Randa draws from McCutcheon v. FEC, the U.S. Supreme Court’s recent decision raising political contribution limits and knocking down what the court saw as walls to the exercise of free speech. He describes the high court’s ruling as a “a ringing endorsement of the full protection afforded to political speech.” It just so happened to be rendered in the weeks after O’Keefe and the Wisconsin Club for Growth filed the civil rights suit.

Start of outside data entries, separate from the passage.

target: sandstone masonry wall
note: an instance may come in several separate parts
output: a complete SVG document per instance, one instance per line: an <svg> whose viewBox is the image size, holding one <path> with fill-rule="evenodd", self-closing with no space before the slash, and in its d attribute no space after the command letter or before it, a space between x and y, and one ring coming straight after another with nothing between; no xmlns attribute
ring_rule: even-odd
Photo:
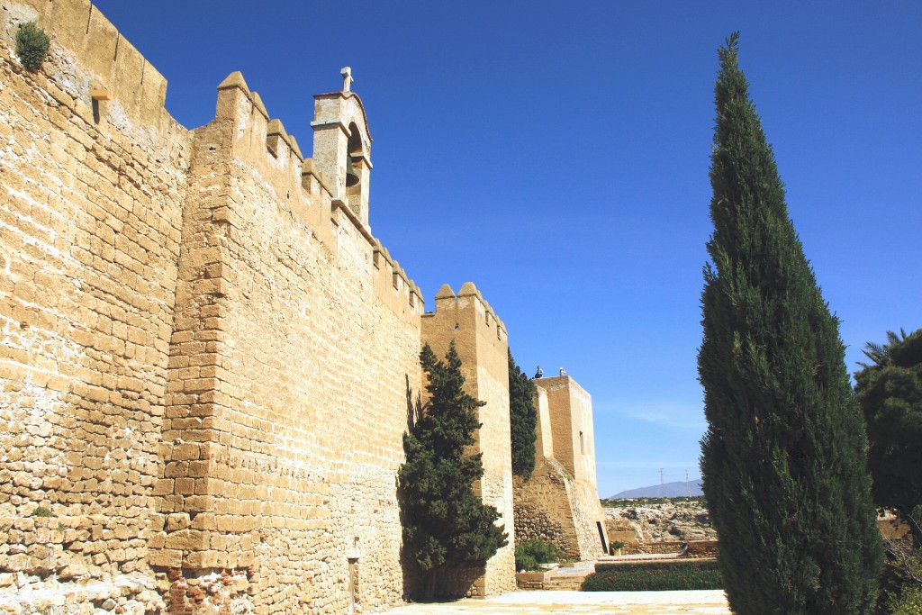
<svg viewBox="0 0 922 615"><path fill-rule="evenodd" d="M0 608L399 602L423 321L443 352L459 325L488 402L477 489L510 545L471 591L514 589L505 328L473 285L422 318L368 226L359 97L315 97L315 160L239 73L190 132L88 1L0 9ZM52 38L34 74L28 20Z"/></svg>
<svg viewBox="0 0 922 615"><path fill-rule="evenodd" d="M608 539L603 543L592 400L570 376L542 378L535 384L535 471L527 481L515 479L516 540L550 540L567 557L594 560L606 554Z"/></svg>
<svg viewBox="0 0 922 615"><path fill-rule="evenodd" d="M190 136L89 3L5 1L0 19L0 593L10 573L134 574L124 601L152 579ZM53 39L34 74L12 51L30 19Z"/></svg>
<svg viewBox="0 0 922 615"><path fill-rule="evenodd" d="M380 608L403 587L395 477L420 303L393 282L397 309L378 299L375 243L311 198L290 139L258 147L260 102L231 76L195 131L152 561L249 570L267 612ZM313 210L335 212L326 242Z"/></svg>

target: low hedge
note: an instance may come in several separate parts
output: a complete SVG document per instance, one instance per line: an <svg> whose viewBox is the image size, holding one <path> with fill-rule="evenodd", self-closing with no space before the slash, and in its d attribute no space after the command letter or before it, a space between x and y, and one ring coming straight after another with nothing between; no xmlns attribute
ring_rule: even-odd
<svg viewBox="0 0 922 615"><path fill-rule="evenodd" d="M638 562L597 564L583 591L635 592L723 589L716 562Z"/></svg>

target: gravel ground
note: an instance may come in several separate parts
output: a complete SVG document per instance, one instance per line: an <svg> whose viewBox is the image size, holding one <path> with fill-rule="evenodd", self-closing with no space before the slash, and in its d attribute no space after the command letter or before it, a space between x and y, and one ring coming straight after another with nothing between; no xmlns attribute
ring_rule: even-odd
<svg viewBox="0 0 922 615"><path fill-rule="evenodd" d="M722 590L679 592L516 591L485 599L411 604L386 615L729 615Z"/></svg>

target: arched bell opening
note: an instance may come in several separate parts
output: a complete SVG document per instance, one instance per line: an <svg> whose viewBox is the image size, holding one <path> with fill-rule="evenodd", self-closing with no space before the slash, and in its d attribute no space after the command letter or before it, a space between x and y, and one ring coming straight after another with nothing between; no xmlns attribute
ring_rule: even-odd
<svg viewBox="0 0 922 615"><path fill-rule="evenodd" d="M368 178L372 167L355 122L349 124L346 149L346 200L359 219L368 224Z"/></svg>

“In a series of cases over the past 40 years, we have spelled out how to draw the constitutional line between the permissible goal of avoiding corruption in the political process and the impermissible desire simply to limit political speech,” Chief Justice John Roberts wrote. “We have said that government regulation may not target the general gratitude a candidate may feel toward those who support him or his allies, or the political access such support may afford.”
Contrary to what the John Doe prosecutors believe, Randa said, issue advocacy, even that involving like-minded groups that share the same political philosophies as a candidate, is not a quid pro quo.
“O‘Keefe and the Club obviously agree with Governor Walker‘s policies, but coordinated ads in favor of those policies carry no risk of corruption because the Club‘s interests are already aligned with Walker and other conservative politicians,” the ruling states. “Such ads are meant to educate the electorate, not curry favor with corruptible candidates.”
The federal judge said the prosecutors effectively attempt to transform issue advocacy into express advocacy by “interpretive legerdemain and not by any analysis as to why it would rise to the level of quid pro quo corruption.”
“If correct, this means that any individual or group engaging in any kind of coordination with a candidate or campaign would risk forfeiting their right to engage in political speech,” Randa wrote.
That would include all of the left-wing organizations that prosecutors have failed to target in John Doe probes for effectively doing what the conservative groups are accused of doing, according to the plaintiffs.
“The legislative tail would wag the constitutional dog,” Randa added.
Prosecutors have effectively told the federal judge to butt out, that federal courts have no business involving themselves in state law enforcement investigations and that the prosecutors are protected under the precedents of immunity. They sought refuge under the Eleventh Amendment of the U.S. Constitution.
Randa in April and again late last week thoroughly rejected those arguments, asserting that “if the defendants are violating the plaintiffs’ constitutional rights, the Eleventh Amendment (to the U.S. Constitution) does not apply and the plaintiffs are entitled to injunctive relief.”
The prosecutors have appealed Peterson’s ruling in state court. It was not certain what Randa’s ruling would mean for the matters before those courts.
Reached late Tuesday, Schmitz declined to comment. He did tell the Milwaukee Journal Sentinel that he expects to challenge.
“I’m virtually assured we will appeal this decision,” Schmitz told the newspaper. “I have to consult with the others and my attorney” before making a final decision.
“While the defendants deny that their investigation is motivated by animus towards the plaintiffs‘ conservative viewpoints, it is still unlawful to target the plaintiffs for engaging in vigorous advocacy that is beyond the state‘s regulatory reach,” he wrote.
“The plaintiffs have been shut out of the political process merely by association with conservative politicians. This cannot square with the First Amendment and what it was meant to protect.”